The same document also mentions the first millers of Venyov; the “black man without tillage” Filka the miller lived in the settlement, and the palace peasant miller Nechaiko lived near the ravine under the abatis forest. “A black man without tillage” meant that he neither sowed nor reaped, but earned his living by craft.

In 1626 it was written: “But in Venev, near the Streletskaya Sloboda, there was a mill, and that mill was owned by the Streltsy Pentecostal Ivashka Shcherbak and his comrades, and the rent from it paid 3 rubles a year to the Ustyug quarter, and according to the tale of the local priests and all sorts of elected residents people in the year 123 (1615) that mill and the spring water swept away the flesh, and that mill in the year 132 (1623/1624) is not business, it stands in the desert."
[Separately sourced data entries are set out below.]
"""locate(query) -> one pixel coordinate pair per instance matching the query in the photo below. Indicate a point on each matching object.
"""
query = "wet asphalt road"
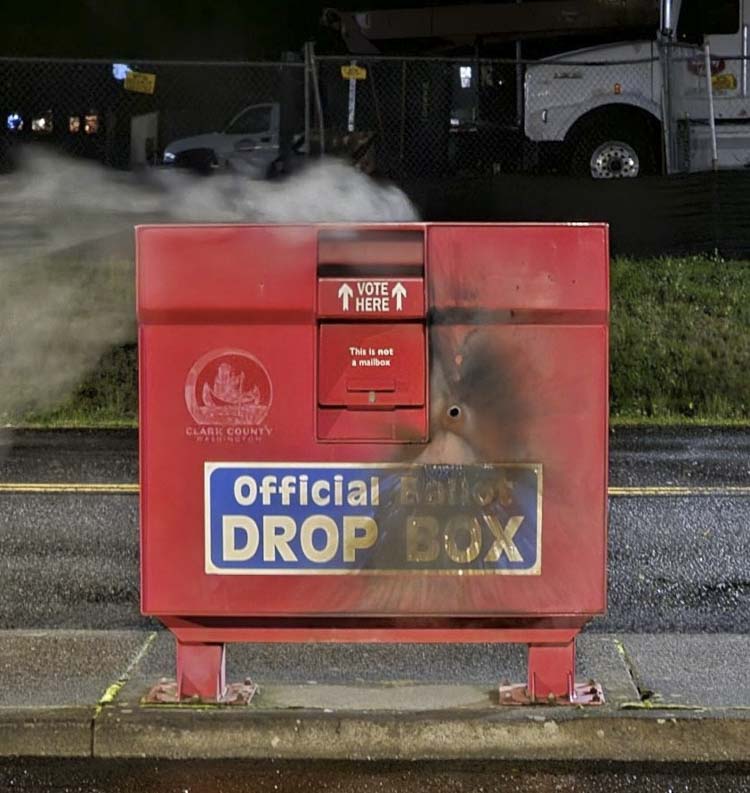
(277, 777)
(677, 564)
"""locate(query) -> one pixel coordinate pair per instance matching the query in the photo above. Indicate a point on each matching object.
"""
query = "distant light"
(120, 70)
(42, 124)
(91, 123)
(14, 122)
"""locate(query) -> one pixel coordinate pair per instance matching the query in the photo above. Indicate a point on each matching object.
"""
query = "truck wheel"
(605, 149)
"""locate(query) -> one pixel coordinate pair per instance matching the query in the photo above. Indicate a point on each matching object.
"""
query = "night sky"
(190, 29)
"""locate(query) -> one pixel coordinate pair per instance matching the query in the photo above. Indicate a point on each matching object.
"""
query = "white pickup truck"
(629, 108)
(249, 143)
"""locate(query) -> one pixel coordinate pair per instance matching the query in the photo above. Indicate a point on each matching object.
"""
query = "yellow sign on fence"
(724, 82)
(140, 82)
(354, 72)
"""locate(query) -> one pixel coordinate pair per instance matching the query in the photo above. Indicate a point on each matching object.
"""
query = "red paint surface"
(529, 301)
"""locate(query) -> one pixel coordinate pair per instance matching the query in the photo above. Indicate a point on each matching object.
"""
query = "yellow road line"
(66, 487)
(107, 488)
(677, 490)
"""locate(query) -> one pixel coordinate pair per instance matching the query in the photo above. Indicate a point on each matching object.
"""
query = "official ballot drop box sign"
(388, 432)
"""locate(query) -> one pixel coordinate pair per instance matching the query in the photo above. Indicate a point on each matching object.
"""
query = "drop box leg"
(201, 671)
(552, 671)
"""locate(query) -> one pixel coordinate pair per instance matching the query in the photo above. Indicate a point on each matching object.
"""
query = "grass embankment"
(680, 351)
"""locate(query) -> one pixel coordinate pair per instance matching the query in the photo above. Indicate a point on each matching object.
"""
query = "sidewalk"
(77, 694)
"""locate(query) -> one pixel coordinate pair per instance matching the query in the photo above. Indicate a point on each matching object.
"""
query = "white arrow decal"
(399, 292)
(345, 293)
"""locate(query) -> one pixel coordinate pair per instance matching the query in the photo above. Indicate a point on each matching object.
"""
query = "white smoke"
(66, 252)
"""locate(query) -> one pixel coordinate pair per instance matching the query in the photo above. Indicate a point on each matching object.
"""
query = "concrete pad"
(541, 734)
(55, 669)
(483, 665)
(372, 698)
(708, 670)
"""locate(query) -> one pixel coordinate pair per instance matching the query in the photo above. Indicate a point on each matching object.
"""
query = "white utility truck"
(678, 103)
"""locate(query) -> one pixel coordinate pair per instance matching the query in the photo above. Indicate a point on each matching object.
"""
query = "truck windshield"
(251, 121)
(698, 17)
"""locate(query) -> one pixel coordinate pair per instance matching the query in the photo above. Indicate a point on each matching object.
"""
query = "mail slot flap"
(371, 366)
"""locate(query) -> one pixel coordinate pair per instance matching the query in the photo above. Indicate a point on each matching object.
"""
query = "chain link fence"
(402, 117)
(92, 109)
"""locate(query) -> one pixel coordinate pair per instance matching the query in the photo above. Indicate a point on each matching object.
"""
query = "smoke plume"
(66, 252)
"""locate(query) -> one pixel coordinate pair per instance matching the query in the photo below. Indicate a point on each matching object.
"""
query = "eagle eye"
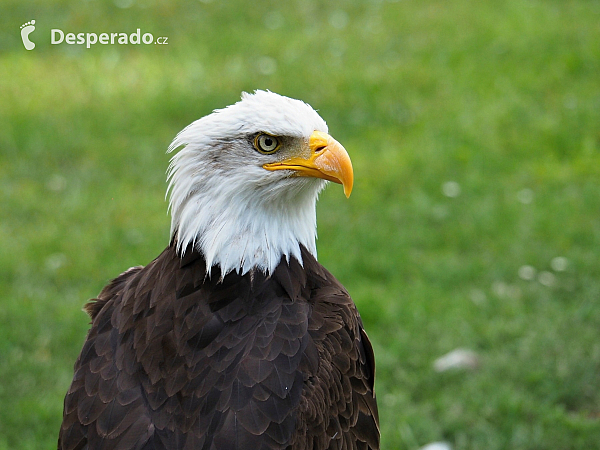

The surname “Batishchev” was never found in Venev; apparently, his family was registered under another name, which was common then. Yes, and the meaning of the word “batishchev” can be translated as a criminal. In our city at that time there was only one family, the head of which was the old man Trofim, and his last name was Tochilin. Perhaps this was Yakov’s father?

I wonder what specific offense Yakov went to Azov for? Shklovsky in 1948 came up with a version about a sacred oak tree allegedly being cut down for the dam. The writer could not frankly indicate that Batishchev was an “enemy of the people”, whom Peter I sent to hard labor (on the galleys) in Azov, and he turned out to be a talented inventor. Presumably, Batishchev was exiled by decree of the Tsar in 1699. But this is just a version.


Mill dam near the Zaraisky Bridge, photographer P.N. Lavrov, 1903
From the collections of the Venevsky Museum of Local Lore

Okorokovs

Back in the 17th century, the Okorokov archers were Pentecostals in Streletskaya Sloboda; they traditionally ran a mill located in the settlement. In 1721, Evtrop Kirillovich Okorokov received a place near the Zaraisky Bridge for “perpetual maintenance” from the Venev Epiphany Monastery, and built a new mill on three buildings, called “Lubyanka”.

His son Ivan Evtropovich (1721-after 1782) organized a canvas manufactory on the basis of this mill in 1752 and was able to earn significant capital. He, being a Venev merchant, married a noblewoman of the Tula district, Marfa Stepanovna, which gave his children the right to go beyond the merchant class and make a career. Both of his sons, Ivan and Vasily, graduated from the Moscow Imperial University. Vasily Ivanovich Okorokov (b. 1758) rented the university printing house in 1788-1793 and 1798-1800. His publishing mark can be found on the many thousands of books he published. Not bad for the son and grandson of a miller.